Hello Spehro and Dave,

Spehro says:
> RC time constant is just R * C, your formula is correct for 1/f (Xc = R,
so
> 3dB down), or lose the 2*Pi and calculate f in radians/sec.
Dave says:
> Actually, what we refer to as the "RC time constant" is usually the
> product T = RC, without multiplying by 2*pi.

    oh, big confusion here. Now it clarified. Thanks.

Dave says:
>This product is used when calculating the time-domain response of an RC
>circuit such as above: when a voltage step is presented to the input,
>going from zero volts to some voltage Vin, the output waveform is
>described by the expression
>  Vout = Vin * (1 - (e^(-t/T))),
>where t is the time elapsed since the input voltage step and T = RC.

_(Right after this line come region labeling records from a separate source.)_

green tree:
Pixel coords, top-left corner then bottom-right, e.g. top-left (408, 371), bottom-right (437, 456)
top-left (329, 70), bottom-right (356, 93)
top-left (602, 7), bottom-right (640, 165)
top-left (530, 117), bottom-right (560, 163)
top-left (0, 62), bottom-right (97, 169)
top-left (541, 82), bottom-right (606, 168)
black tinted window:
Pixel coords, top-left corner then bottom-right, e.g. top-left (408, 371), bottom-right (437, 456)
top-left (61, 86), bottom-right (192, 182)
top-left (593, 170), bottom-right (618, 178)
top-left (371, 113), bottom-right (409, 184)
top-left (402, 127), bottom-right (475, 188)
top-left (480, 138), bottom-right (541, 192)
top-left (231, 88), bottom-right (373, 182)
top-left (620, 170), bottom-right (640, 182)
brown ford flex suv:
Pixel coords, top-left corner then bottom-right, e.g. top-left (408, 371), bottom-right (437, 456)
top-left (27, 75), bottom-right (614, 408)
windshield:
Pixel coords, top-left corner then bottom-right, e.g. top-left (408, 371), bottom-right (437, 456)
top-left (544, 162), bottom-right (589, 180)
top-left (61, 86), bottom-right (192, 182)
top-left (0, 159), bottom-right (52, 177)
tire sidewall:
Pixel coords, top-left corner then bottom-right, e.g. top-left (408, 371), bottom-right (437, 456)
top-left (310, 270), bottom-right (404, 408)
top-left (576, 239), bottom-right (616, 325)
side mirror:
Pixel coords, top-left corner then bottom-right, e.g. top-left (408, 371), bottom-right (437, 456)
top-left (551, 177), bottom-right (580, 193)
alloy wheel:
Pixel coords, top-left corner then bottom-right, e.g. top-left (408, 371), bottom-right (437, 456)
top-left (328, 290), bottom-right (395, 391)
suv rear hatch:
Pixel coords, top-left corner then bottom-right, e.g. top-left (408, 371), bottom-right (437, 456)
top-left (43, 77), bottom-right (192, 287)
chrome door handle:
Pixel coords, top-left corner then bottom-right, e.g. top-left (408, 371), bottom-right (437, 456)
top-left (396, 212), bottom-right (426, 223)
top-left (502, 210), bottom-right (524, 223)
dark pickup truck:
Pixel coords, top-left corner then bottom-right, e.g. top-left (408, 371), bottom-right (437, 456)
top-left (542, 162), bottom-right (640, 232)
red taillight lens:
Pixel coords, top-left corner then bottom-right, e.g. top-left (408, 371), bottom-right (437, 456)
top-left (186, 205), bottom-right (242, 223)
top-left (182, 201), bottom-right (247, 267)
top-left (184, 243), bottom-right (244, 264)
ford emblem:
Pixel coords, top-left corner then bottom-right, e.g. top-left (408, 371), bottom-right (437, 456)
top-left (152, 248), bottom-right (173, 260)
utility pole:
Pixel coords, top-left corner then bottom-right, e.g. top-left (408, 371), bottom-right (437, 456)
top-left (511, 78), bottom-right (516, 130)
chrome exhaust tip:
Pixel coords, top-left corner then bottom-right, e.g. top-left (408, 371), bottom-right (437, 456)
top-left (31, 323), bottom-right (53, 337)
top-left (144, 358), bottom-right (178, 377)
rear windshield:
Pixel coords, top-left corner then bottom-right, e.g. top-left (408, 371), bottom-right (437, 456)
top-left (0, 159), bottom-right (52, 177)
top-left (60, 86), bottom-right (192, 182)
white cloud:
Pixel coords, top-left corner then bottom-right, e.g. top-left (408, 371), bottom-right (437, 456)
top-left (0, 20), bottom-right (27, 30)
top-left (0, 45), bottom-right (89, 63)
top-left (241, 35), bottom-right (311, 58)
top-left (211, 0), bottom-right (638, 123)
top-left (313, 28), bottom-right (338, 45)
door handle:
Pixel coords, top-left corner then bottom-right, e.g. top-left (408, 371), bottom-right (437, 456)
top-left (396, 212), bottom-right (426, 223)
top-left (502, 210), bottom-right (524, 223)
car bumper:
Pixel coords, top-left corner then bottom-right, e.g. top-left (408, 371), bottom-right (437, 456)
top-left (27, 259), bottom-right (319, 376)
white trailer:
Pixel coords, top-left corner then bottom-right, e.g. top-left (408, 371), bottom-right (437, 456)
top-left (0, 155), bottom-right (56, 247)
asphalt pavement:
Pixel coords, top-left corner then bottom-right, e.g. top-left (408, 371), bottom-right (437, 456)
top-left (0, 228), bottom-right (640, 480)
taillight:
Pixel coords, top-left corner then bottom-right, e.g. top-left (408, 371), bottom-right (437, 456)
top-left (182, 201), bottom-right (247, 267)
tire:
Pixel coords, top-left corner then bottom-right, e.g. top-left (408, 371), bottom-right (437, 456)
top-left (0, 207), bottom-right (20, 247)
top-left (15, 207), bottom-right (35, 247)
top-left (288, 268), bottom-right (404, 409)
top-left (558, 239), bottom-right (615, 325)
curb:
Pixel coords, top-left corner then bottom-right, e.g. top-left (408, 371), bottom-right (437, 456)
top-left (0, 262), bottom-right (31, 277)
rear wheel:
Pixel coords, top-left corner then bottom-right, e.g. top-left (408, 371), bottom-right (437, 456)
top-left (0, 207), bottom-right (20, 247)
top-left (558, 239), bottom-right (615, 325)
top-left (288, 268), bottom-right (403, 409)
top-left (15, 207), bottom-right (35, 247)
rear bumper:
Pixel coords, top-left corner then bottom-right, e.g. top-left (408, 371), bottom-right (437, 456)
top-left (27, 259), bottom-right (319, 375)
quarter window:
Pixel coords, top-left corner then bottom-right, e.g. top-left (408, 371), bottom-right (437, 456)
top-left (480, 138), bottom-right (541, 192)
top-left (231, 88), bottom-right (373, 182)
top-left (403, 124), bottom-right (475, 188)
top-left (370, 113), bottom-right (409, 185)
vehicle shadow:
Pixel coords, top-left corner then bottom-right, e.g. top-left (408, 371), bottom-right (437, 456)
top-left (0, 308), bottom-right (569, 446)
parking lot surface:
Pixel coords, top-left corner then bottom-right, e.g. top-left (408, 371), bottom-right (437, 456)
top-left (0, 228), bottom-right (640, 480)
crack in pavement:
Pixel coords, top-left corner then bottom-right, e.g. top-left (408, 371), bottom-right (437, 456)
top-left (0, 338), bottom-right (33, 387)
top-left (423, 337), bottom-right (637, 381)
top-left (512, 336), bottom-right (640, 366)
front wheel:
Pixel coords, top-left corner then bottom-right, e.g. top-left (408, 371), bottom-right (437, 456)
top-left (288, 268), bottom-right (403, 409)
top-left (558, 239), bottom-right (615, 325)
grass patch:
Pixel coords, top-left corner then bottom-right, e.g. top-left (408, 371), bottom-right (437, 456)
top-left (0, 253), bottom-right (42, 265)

    Sorry for my math ignorance but what's that "e" in the formula?

>(I'm not disputing your frequency calculation, just clarifying the usage
>of the term "time constant".)

    thank you again for clarifying this.

Dave says:
>>    IN----R1----*-----*----OUT
>>                |     |
>>                C     R2
>>                |     |
>>               GND   GND
>The way to do this is to consider R1 and R2 to be in parallel with one
>another with regard to AC, since R1 is connected from C to a circuit
>node (the input) which has zero impedance with respect to ground (that
>is, the input is driven by a voltage source), just as is R2.  So in
>terms of the resistance that the capacitor "sees", R1 and R2 are in
>parallel.

    Great explanation.

Spehro says:
<SNIP>
> If you're not familiar with this method, here's a web page
> that 'splains it fairly well:
> http://hyperphysics.phy-astr.gsu.edu/hbase/electric/thevenin.html

    thank you again. Great site.

Spehro says:
> >     IN----R1----*-----*----R3----OUT
> >                 |     |
> >                 C     R2
> >                 |     |
> >                GND   GND
>
> The same as above unless there is loading on the circuit.  ;-)
> If you short the output to ground and look at the current, then the
> 3dB down frequency would be
>
> f = 1/( 2 * Pi *C * R1 || R2 || R3)
>
> where A || B || C = 1/(1/A + 1/B + 1/C)

    Good.

Dave says:
>And finally, if R3 is feeding into a load resistance Rload which is
>neither infinite nor zero, then you do the calculation as above but with
>(R3+Rload) replacing R3 in the formula.

    Actually it's connected to the non-inverting input of a comparator. I
think this makes the calculation more complex as we have the input impedance
of the comparator, the positive-feedback resistance (schmitt trigger) and
the pull-up resistor at the comparator output.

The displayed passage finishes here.